1
2	Cramfs - cram a filesystem onto a small ROM
3
4cramfs is designed to be simple and small, and to compress things well.
5
6It uses the zlib routines to compress a file one page at a time, and
7allows random page access.  The meta-data is not compressed, but is
8expressed in a very terse representation to make it use much less
9diskspace than traditional filesystems.
10
11You can't write to a cramfs filesystem (making it compressible and
12compact also makes it _very_ hard to update on-the-fly), so you have to
13create the disk image with the "mkcramfs" utility.
14
15
16Usage Notes
17-----------
18
19File sizes are limited to less than 16MB.
20
21Maximum filesystem size is a little over 256MB.  (The last file on the
22filesystem is allowed to extend past 256MB.)
23
24Only the low 8 bits of gid are stored.  The current version of
25mkcramfs simply truncates to 8 bits, which is a potential security
26issue.
27
28Hard links are supported, but hard linked files
29will still have a link count of 1 in the cramfs image.
30
31Cramfs directories have no `.' or `..' entries.  Directories (like
32every other file on cramfs) always have a link count of 1.  (There's
33no need to use -noleaf in `find', btw.)
34
35No timestamps are stored in a cramfs, so these default to the epoch
36(1970 GMT).  Recently-accessed files may have updated timestamps, but
37the update lasts only as long as the inode is cached in memory, after
38which the timestamp reverts to 1970, i.e. moves backwards in time.
39
40Currently, cramfs must be written and read with architectures of the
41same endianness, and can be read only by kernels with PAGE_SIZE
42== 4096.  At least the latter of these is a bug, but it hasn't been
43decided what the best fix is.  For the moment if you have larger pages
44you can just change the #define in mkcramfs.c, so long as you don't
45mind the filesystem becoming unreadable to future kernels.
46
47
48Memory Mapped cramfs image
49--------------------------
50
51The CRAMFS_MTD Kconfig option adds support for loading data directly from
52a physical linear memory range (usually non volatile memory like Flash)

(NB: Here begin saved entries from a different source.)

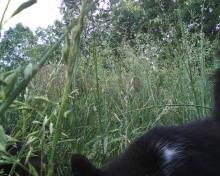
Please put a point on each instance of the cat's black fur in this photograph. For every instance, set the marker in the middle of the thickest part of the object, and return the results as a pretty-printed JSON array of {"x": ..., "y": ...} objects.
[{"x": 187, "y": 150}]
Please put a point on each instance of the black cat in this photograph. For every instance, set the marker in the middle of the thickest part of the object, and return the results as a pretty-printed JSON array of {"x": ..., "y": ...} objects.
[{"x": 187, "y": 150}]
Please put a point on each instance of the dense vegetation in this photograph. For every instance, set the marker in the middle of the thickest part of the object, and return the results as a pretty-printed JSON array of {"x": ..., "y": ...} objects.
[{"x": 140, "y": 64}]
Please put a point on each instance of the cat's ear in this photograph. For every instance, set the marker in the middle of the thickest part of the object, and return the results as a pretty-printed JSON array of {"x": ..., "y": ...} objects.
[{"x": 81, "y": 166}]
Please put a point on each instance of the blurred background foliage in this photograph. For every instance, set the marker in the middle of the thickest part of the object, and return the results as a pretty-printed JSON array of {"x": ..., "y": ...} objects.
[{"x": 142, "y": 63}]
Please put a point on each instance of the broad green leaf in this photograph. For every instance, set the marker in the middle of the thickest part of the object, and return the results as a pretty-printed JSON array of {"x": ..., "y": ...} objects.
[{"x": 24, "y": 6}]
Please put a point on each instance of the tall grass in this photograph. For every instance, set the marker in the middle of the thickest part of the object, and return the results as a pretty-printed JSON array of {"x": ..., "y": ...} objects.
[{"x": 113, "y": 101}]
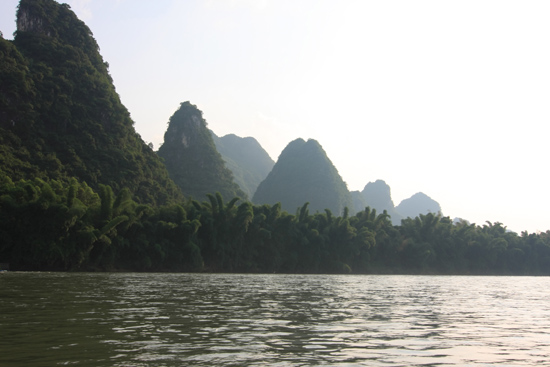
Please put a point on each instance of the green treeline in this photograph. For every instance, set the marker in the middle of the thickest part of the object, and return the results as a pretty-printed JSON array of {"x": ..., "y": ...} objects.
[{"x": 55, "y": 225}]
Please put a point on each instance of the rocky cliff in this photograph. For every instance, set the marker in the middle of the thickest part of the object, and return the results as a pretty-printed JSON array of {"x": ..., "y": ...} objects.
[
  {"x": 192, "y": 159},
  {"x": 303, "y": 173}
]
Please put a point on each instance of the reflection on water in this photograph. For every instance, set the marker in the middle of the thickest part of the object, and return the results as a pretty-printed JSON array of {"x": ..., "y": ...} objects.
[{"x": 51, "y": 319}]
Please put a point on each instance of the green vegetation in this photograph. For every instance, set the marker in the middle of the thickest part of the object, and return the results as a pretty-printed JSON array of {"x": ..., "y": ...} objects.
[
  {"x": 246, "y": 158},
  {"x": 60, "y": 116},
  {"x": 304, "y": 173},
  {"x": 80, "y": 190},
  {"x": 55, "y": 225},
  {"x": 192, "y": 159}
]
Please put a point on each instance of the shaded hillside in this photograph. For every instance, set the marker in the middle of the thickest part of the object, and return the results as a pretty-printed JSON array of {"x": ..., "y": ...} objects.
[
  {"x": 60, "y": 115},
  {"x": 377, "y": 195},
  {"x": 358, "y": 201},
  {"x": 303, "y": 173},
  {"x": 192, "y": 159},
  {"x": 246, "y": 158},
  {"x": 417, "y": 204}
]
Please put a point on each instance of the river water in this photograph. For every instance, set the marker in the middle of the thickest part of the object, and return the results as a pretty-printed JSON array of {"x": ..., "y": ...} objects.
[{"x": 138, "y": 319}]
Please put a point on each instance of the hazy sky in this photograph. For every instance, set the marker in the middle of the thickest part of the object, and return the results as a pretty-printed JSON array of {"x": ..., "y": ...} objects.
[{"x": 451, "y": 98}]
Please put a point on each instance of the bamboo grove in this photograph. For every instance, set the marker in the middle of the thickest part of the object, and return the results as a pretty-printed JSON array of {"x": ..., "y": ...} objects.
[{"x": 52, "y": 225}]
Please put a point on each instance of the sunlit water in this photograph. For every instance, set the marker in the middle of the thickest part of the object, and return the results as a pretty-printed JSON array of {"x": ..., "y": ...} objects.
[{"x": 49, "y": 319}]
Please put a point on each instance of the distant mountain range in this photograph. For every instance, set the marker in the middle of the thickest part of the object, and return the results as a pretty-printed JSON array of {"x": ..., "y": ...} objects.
[
  {"x": 303, "y": 173},
  {"x": 61, "y": 118},
  {"x": 191, "y": 157},
  {"x": 246, "y": 158}
]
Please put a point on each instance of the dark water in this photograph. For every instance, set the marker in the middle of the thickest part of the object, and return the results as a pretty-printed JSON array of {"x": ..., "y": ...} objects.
[{"x": 49, "y": 319}]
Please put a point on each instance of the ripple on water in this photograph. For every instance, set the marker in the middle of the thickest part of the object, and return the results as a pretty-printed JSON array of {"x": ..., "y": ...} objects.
[{"x": 276, "y": 320}]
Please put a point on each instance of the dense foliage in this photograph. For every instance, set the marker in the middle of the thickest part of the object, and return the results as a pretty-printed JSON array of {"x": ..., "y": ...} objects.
[
  {"x": 191, "y": 156},
  {"x": 304, "y": 173},
  {"x": 60, "y": 116},
  {"x": 52, "y": 225}
]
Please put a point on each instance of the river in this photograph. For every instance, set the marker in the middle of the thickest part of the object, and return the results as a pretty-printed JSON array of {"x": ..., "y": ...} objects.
[{"x": 160, "y": 319}]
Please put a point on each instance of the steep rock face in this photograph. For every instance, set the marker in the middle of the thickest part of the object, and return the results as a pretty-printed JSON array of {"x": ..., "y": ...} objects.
[
  {"x": 192, "y": 159},
  {"x": 61, "y": 116},
  {"x": 377, "y": 195},
  {"x": 419, "y": 203},
  {"x": 303, "y": 173},
  {"x": 358, "y": 201},
  {"x": 246, "y": 158}
]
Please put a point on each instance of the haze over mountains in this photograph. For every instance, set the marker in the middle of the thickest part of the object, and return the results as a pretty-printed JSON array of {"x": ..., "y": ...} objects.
[{"x": 61, "y": 117}]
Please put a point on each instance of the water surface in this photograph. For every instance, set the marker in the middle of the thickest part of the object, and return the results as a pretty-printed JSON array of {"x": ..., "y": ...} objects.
[{"x": 137, "y": 319}]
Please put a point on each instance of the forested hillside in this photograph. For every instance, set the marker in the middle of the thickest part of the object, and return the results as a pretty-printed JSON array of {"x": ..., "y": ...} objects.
[
  {"x": 304, "y": 173},
  {"x": 246, "y": 158},
  {"x": 60, "y": 116},
  {"x": 80, "y": 190},
  {"x": 57, "y": 226},
  {"x": 192, "y": 159}
]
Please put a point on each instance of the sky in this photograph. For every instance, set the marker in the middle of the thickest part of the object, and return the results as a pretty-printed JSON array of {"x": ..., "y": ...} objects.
[{"x": 448, "y": 98}]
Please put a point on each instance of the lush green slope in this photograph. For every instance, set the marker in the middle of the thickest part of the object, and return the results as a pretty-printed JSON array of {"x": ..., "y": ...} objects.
[
  {"x": 192, "y": 159},
  {"x": 417, "y": 204},
  {"x": 377, "y": 195},
  {"x": 60, "y": 115},
  {"x": 246, "y": 158},
  {"x": 304, "y": 173}
]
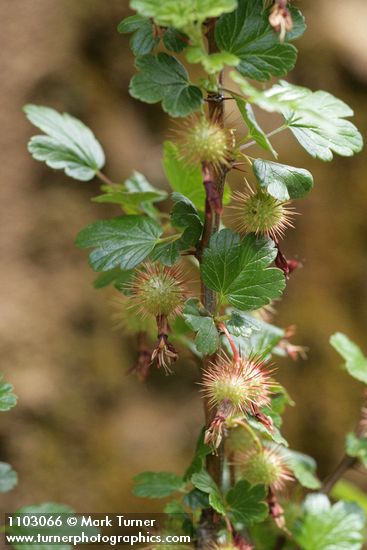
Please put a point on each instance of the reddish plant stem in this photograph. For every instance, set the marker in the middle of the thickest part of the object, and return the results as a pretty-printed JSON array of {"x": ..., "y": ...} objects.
[
  {"x": 236, "y": 356},
  {"x": 214, "y": 462}
]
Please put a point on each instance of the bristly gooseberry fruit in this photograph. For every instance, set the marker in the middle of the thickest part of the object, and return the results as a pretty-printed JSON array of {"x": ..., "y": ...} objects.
[
  {"x": 204, "y": 141},
  {"x": 157, "y": 290},
  {"x": 245, "y": 384},
  {"x": 268, "y": 467},
  {"x": 260, "y": 213}
]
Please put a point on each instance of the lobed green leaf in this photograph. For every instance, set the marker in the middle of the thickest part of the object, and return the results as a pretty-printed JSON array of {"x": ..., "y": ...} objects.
[
  {"x": 8, "y": 399},
  {"x": 122, "y": 242},
  {"x": 68, "y": 144},
  {"x": 185, "y": 217},
  {"x": 184, "y": 178},
  {"x": 327, "y": 527},
  {"x": 8, "y": 477},
  {"x": 357, "y": 447},
  {"x": 317, "y": 119},
  {"x": 182, "y": 14},
  {"x": 143, "y": 40},
  {"x": 163, "y": 78},
  {"x": 247, "y": 503},
  {"x": 207, "y": 339},
  {"x": 254, "y": 130},
  {"x": 281, "y": 181},
  {"x": 156, "y": 484},
  {"x": 355, "y": 360},
  {"x": 248, "y": 34},
  {"x": 238, "y": 270}
]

53instead of going through the block device layer. This saves some memory
54since no intermediate buffering is necessary to hold the data before
55decompressing.
56
57And when data blocks are kept uncompressed and properly aligned, they will
58automatically be mapped directly into user space whenever possible providing
59eXecute-In-Place (XIP) from ROM of read-only segments. Data segments mapped
60read-write (hence they have to be copied to RAM) may still be compressed in
61the cramfs image in the same file along with non compressed read-only
62segments. Both MMU and no-MMU systems are supported. This is particularly
63handy for tiny embedded systems with very tight memory constraints.
64
65The location of the cramfs image in memory is system dependent. You must
66know the proper physical address where the cramfs image is located and
67configure an MTD device for it. Also, that MTD device must be supported
68by a map driver that implements the "point" method. Examples of such
69MTD drivers are cfi_cmdset_0001 (Intel/Sharp CFI flash) or physmap
70(Flash device in physical memory map). MTD partitions based on such devices
71are fine too. Then that device should be specified with the "mtd:" prefix
72as the mount device argument. For example, to mount the MTD device named
73"fs_partition" on the /mnt directory:
74
75$ mount -t cramfs mtd:fs_partition /mnt
76
77To boot a kernel with this as root filesystem, suffice to specify
78something like "root=mtd:fs_partition" on the kernel command line.
79
80
81Tools
82-----
83
84A version of mkcramfs that can take advantage of the latest capabilities
85described above can be found here:
86
87https://github.com/npitre/cramfs-tools
88
89
90For /usr/share/magic
91--------------------
92
930	ulelong	0x28cd3d45	Linux cramfs offset 0
94>4	ulelong	x		size %d
95>8	ulelong	x		flags 0x%x
96>12	ulelong	x		future 0x%x
97>16	string	>\0		signature "%.16s"
98>32	ulelong	x		fsid.crc 0x%x
99>36	ulelong	x		fsid.edition %d
100>40	ulelong	x		fsid.blocks %d
101>44	ulelong	x		fsid.files %d
102>48	string	>\0		name "%.16s"
103512	ulelong	0x28cd3d45	Linux cramfs offset 512
104>516	ulelong	x		size %d
105>520	ulelong	x		flags 0x%x
106>524	ulelong	x		future 0x%x
107>528	string	>\0		signature "%.16s"
108>544	ulelong	x		fsid.crc 0x%x
109>548	ulelong	x		fsid.edition %d
110>552	ulelong	x		fsid.blocks %d
111>556	ulelong	x		fsid.files %d
112>560	string	>\0		name "%.16s"
113
114
115Hacker Notes
116------------
117
118See fs/cramfs/README for filesystem layout and implementation notes.